Around the Boree Log and Other Verses
- Title page for Around the Boree Log and Other Verses (1946)
- Author: John O'Brien
- Language: English
- Genre: Poetry collection
- Publisher: Angus and Robertson
- Publication date: 1921
- Publication place: Australia
- Media type: Print
- Pages: 162 pp.

= Around the Boree Log and Other Verses =

1921 poetry collection by John O'Brien

Around the Boree Log and Other Verses is a collection of poems by Australian writer John O'Brien, published by Angus and Robertson in 1921.

The collection contains 46 poems which were published in a variety of original publications, with some being published here for the first time.

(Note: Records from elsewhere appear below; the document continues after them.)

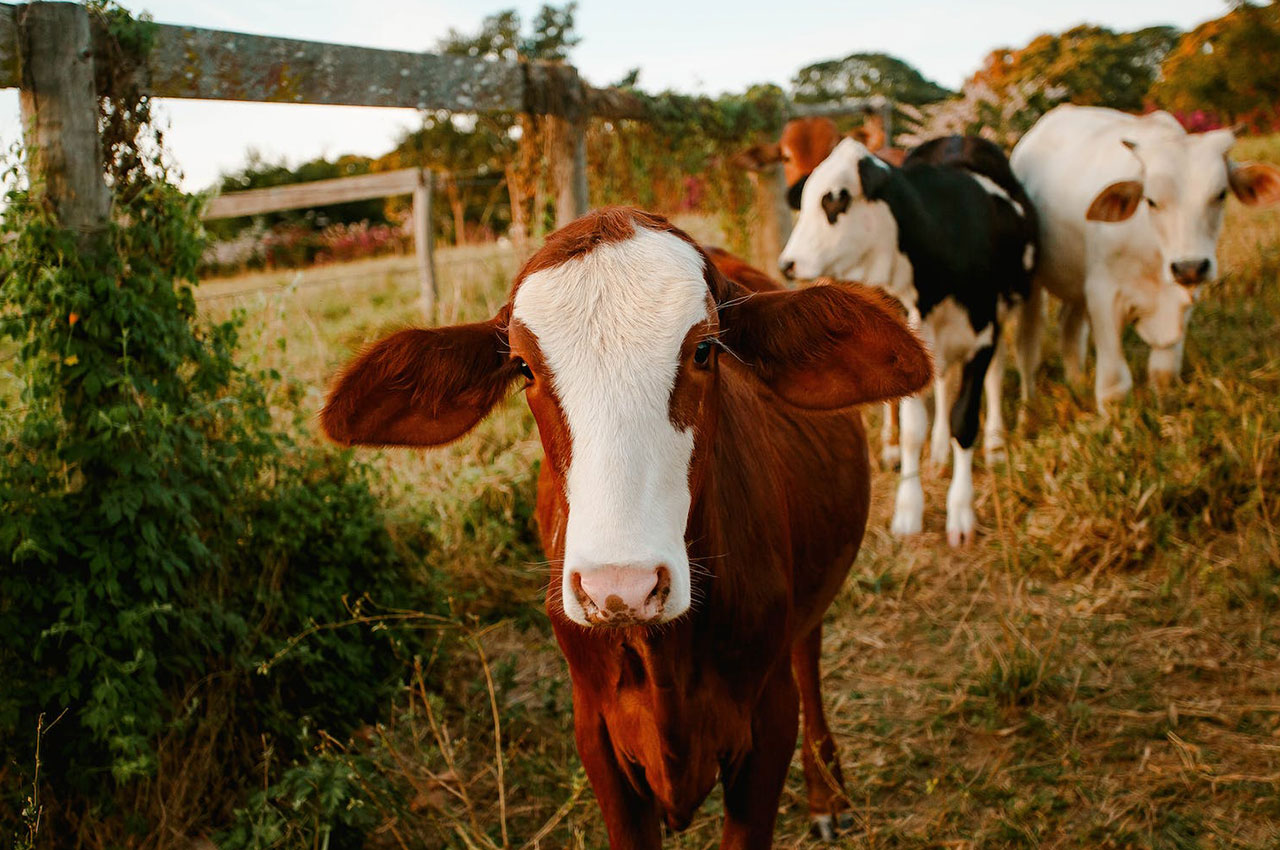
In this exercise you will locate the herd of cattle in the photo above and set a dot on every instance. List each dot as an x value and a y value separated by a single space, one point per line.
707 479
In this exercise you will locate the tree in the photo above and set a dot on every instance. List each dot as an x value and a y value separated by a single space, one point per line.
257 173
1087 64
865 76
1225 68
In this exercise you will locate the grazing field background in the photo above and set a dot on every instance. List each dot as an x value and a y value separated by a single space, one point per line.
1100 670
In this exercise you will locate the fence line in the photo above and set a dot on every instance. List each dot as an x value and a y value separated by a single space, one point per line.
49 50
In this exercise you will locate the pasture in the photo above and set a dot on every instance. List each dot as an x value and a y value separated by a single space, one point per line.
1100 670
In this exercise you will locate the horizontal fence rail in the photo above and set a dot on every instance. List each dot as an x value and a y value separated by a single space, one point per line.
295 196
214 64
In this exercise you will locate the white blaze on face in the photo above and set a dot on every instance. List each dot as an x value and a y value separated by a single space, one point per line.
609 325
1185 186
862 242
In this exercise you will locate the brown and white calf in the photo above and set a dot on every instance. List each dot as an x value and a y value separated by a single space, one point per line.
704 492
807 141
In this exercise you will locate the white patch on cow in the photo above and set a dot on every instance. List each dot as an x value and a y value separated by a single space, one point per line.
996 190
609 325
960 516
909 503
862 243
952 334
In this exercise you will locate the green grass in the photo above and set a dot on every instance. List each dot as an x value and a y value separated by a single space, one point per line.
1100 670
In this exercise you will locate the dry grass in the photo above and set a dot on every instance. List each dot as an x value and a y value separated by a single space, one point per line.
1100 670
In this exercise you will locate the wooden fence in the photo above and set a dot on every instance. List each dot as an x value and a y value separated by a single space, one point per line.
342 190
49 50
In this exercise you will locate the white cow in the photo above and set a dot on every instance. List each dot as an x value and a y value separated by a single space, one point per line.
1130 209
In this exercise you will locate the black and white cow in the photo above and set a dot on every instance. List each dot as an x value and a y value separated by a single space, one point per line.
951 234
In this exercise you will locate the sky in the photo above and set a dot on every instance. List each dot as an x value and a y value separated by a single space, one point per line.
686 45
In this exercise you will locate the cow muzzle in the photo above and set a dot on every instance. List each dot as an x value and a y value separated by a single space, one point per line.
622 595
1191 273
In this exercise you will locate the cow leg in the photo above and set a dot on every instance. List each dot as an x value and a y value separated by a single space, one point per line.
1165 365
993 391
1031 327
1114 379
940 438
909 507
754 784
890 451
964 426
1075 341
822 775
631 819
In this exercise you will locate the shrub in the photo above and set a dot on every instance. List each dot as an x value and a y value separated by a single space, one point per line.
161 537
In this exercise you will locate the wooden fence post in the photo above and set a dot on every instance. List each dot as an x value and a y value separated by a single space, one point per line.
423 243
772 216
568 145
59 114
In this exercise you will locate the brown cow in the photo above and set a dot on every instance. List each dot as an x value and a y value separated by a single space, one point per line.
704 492
808 141
740 272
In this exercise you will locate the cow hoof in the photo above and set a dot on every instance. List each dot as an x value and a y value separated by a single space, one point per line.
1161 379
993 451
909 508
960 526
940 456
827 827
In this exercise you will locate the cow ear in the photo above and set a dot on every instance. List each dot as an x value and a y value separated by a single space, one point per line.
873 173
1116 202
758 156
421 387
1255 183
826 346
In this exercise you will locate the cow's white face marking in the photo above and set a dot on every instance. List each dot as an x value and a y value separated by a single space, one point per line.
609 325
860 243
1185 186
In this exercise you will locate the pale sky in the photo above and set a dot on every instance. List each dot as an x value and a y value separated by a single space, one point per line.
690 46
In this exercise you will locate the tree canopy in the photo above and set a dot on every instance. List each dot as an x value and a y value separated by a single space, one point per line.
864 74
1087 64
1219 69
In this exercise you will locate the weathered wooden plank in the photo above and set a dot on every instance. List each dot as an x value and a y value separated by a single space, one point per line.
215 64
10 74
615 104
296 196
771 214
59 115
424 247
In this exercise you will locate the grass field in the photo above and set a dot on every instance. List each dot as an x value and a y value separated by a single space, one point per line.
1100 670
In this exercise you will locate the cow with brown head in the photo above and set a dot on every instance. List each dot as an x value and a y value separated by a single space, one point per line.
686 421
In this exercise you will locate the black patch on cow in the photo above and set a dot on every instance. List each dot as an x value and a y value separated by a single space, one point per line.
873 174
965 411
795 192
835 204
961 241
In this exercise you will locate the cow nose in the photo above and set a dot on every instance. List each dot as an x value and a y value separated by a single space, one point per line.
1189 272
622 595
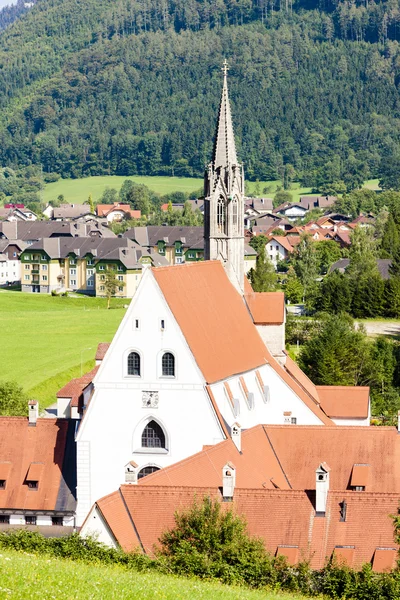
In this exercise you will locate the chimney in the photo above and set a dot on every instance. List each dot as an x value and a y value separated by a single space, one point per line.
228 482
321 489
236 435
33 412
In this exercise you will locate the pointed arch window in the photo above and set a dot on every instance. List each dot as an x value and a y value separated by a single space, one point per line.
134 364
168 365
235 214
153 436
147 471
221 215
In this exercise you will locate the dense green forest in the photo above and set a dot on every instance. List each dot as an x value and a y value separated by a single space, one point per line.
94 87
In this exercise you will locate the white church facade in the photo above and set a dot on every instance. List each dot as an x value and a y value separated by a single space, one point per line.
197 358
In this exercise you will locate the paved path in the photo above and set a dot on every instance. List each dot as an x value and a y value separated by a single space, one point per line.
373 328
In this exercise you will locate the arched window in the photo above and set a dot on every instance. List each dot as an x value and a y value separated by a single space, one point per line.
153 436
235 214
221 215
147 471
168 365
134 364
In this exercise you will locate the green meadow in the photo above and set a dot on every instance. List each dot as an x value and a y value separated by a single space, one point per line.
46 340
27 576
77 191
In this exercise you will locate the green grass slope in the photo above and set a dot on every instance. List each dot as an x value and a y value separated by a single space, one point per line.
26 576
46 341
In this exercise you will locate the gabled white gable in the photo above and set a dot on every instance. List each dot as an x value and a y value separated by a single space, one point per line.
110 433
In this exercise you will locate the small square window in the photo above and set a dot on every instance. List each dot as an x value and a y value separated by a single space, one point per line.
30 520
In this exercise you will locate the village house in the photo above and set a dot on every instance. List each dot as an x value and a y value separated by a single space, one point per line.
10 264
80 264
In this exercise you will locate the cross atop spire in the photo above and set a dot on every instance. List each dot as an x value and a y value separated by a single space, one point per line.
224 146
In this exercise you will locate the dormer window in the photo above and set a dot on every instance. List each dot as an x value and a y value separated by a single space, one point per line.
34 475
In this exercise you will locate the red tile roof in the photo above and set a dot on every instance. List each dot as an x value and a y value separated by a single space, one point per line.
340 401
266 308
74 388
224 341
34 453
282 518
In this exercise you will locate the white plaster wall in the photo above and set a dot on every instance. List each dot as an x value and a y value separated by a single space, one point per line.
110 433
96 527
281 399
10 270
352 422
63 408
273 337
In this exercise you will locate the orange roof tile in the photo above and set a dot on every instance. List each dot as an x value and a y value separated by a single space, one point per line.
298 375
384 560
280 517
360 475
224 342
342 401
256 465
284 241
291 553
34 452
114 512
35 472
267 308
344 555
101 350
5 468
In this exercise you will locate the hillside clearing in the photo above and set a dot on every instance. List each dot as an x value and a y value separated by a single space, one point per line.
28 576
46 340
76 191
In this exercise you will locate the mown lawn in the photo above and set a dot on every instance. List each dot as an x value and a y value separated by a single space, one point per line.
26 576
76 191
46 340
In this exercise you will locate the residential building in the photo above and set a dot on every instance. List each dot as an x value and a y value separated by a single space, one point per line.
10 264
80 265
117 212
317 493
37 473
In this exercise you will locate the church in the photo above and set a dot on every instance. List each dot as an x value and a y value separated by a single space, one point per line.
198 358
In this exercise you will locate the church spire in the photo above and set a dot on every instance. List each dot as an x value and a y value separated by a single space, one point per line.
224 198
224 153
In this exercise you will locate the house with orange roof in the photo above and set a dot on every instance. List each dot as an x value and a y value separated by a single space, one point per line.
37 473
117 212
309 499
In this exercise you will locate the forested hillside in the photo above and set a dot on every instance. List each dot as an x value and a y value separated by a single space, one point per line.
132 87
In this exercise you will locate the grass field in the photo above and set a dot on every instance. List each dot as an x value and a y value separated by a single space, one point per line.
76 191
26 576
46 341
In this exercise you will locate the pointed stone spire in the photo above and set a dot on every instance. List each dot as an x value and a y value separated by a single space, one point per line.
224 153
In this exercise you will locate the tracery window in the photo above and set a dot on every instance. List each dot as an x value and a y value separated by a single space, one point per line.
147 471
221 215
153 436
168 365
134 364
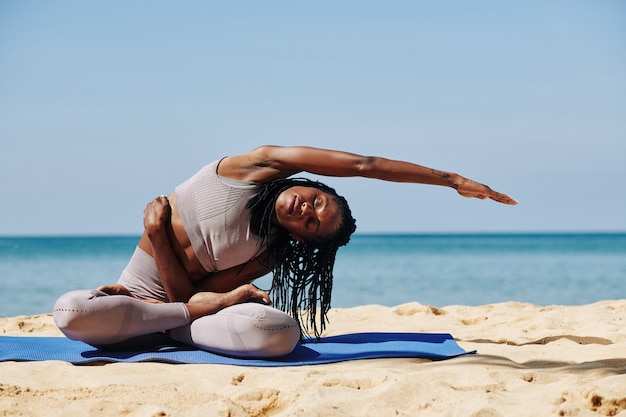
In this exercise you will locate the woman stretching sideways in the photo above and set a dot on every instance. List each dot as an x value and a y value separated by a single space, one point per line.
235 220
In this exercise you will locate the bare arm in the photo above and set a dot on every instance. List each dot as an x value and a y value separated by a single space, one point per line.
174 277
270 162
234 277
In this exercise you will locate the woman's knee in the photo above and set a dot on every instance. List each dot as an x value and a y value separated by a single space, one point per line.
73 313
244 330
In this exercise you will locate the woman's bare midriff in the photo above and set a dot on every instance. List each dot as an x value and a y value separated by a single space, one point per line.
180 243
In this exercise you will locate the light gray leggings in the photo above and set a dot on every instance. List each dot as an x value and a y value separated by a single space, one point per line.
243 330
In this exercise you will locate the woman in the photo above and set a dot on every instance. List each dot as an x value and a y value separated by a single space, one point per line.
236 220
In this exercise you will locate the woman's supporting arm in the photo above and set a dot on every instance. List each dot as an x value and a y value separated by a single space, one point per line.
270 162
175 279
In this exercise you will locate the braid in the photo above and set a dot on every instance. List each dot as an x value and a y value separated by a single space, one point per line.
302 271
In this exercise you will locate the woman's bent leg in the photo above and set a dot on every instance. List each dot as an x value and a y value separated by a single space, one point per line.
243 330
97 318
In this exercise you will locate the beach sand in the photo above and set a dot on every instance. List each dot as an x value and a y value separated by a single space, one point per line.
531 361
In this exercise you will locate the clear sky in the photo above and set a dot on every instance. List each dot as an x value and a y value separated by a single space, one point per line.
105 105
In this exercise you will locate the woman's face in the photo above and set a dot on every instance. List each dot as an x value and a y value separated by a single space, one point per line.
307 213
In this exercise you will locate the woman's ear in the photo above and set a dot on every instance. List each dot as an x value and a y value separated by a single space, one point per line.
294 237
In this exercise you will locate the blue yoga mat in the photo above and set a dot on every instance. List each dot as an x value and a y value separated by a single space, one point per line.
328 350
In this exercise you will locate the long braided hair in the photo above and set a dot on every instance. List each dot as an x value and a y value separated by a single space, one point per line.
302 270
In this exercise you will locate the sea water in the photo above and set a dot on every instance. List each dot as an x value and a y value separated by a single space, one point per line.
437 269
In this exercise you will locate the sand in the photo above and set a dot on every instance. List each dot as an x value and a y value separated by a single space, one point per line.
531 361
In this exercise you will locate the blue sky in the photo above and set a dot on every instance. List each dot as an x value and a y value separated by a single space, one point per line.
105 105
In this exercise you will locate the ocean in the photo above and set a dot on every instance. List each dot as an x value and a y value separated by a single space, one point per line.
389 270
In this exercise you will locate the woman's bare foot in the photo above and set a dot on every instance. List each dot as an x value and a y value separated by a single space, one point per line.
205 303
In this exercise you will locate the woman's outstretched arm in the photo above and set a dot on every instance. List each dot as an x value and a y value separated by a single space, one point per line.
270 162
175 279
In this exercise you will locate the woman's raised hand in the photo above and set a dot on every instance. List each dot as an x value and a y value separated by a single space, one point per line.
472 189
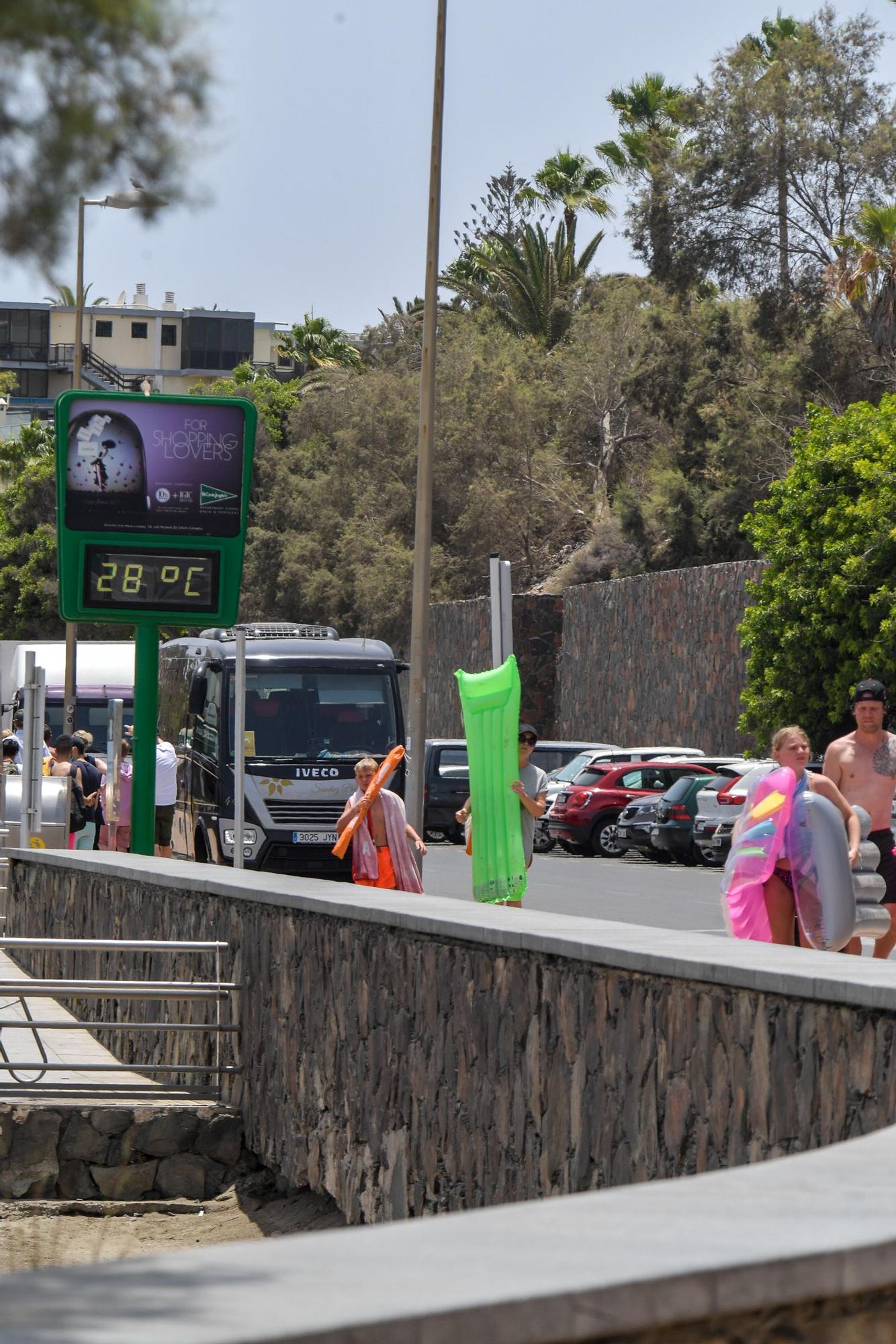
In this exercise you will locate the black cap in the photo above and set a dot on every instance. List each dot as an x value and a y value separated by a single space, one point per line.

A film, titled Around the Boree Log, was released in 1925 using O'Brien's poems as its base.

==Contents==

- "Around the Boree Log"
- "Calling to Me"
- "The Little Irish Mother"
- "One by One"
- "Ten Little Steps and Stairs"
- "The Trimmin's on the Rosary"
- "The Birds Will Sing Again"
- "The Old Bush School"
- "Six Brown Boxer Hats"
- "The Libel"
- "When the Circus Came to Town"
- "His Father"
- "The Kookaburras"
- "Peter Nelson's Fiddle"
- "The Church upon the Hill"
- "Currajong"
- "The Helping Hand"
- "Vale, Father Pat"
- "Josephine"
- "The Old Mass Shandrydan"
- "Pitchin' At the Church"
- "Said Hanrahan"
- "The Tidy Little Body"
- "The Pillar of the Church"
- "Teddo Wells, Deceased"
- "Norah O'Neill"
- "The Presbytery Dog"
- "Tangmalangaloo"
- "The Alter-Boy"
- "At Casey's after Mass"
- "St. Patrick's Day"
- "The Careys"
- "When Old Man Carey Died"
- "The Parting Rosary"
- "Ownerless"
- "Laughing Mary"
- "Moryah"
- "A Stranger in the Church"
- "Tell Me, What's a Girl to Do?"
- "The Wiree's Song"
- "Wisha, What is the Matter with Jim"
- "Said the White-Haired Priest"
- "Honeymooning from the Country"
- "Making Home"
- "Could I Hear the Kookaburras Once Again"
- "Come, Sing Australian Songs to Me!"

==Critical reception==
Writing in Freeman's Journal J. M. Cusack welcomed the collection and commented: "The 'Boree,' the author tells us is one of the best fire woods in Australia. So he gathers us in an old bush home on a cold, wet night, pokes up the boree fire, and lets 'the doves of fancy loose to bill and coo again.' The poems are told and are to be read as a series of stories narrated round the fire...The poems are Australian, and set the heart roaming away over our wild, weird wastes of sunburnt country, over our sweeping plains and ragged mountain ranges. Though he has painted his country in glory, he has not forgotten the grand old pioneers–the Irish mothers and fathers, who have written big deeds on the early pages of Australian history, a fact no true Australian will forget...The poems are full of things wondrously beautiful, while lines which are sparkling gems glisten here and there, on every page."

The collection was also appreciated by a reviewer in The Age: "Certainly Irish sentiment and temperament are very evident. The verses are written in fine, swinging measure, but the writer is something more than a clever versifier. Many of the pieces contain real poetry. Although the beauty of bush home life and the charm of religious faith, are almost his exclusive themes, the writer touches a wide range of human emotions. The brave mothers who struggle so quietly and effectively in the backblocks inspire him to his finest efforts. In humor and pathos he is equally versatile. Occasionally a word or line is transparently due to the exigencies of rhyme but many phrases are strikingly apt and beautiful."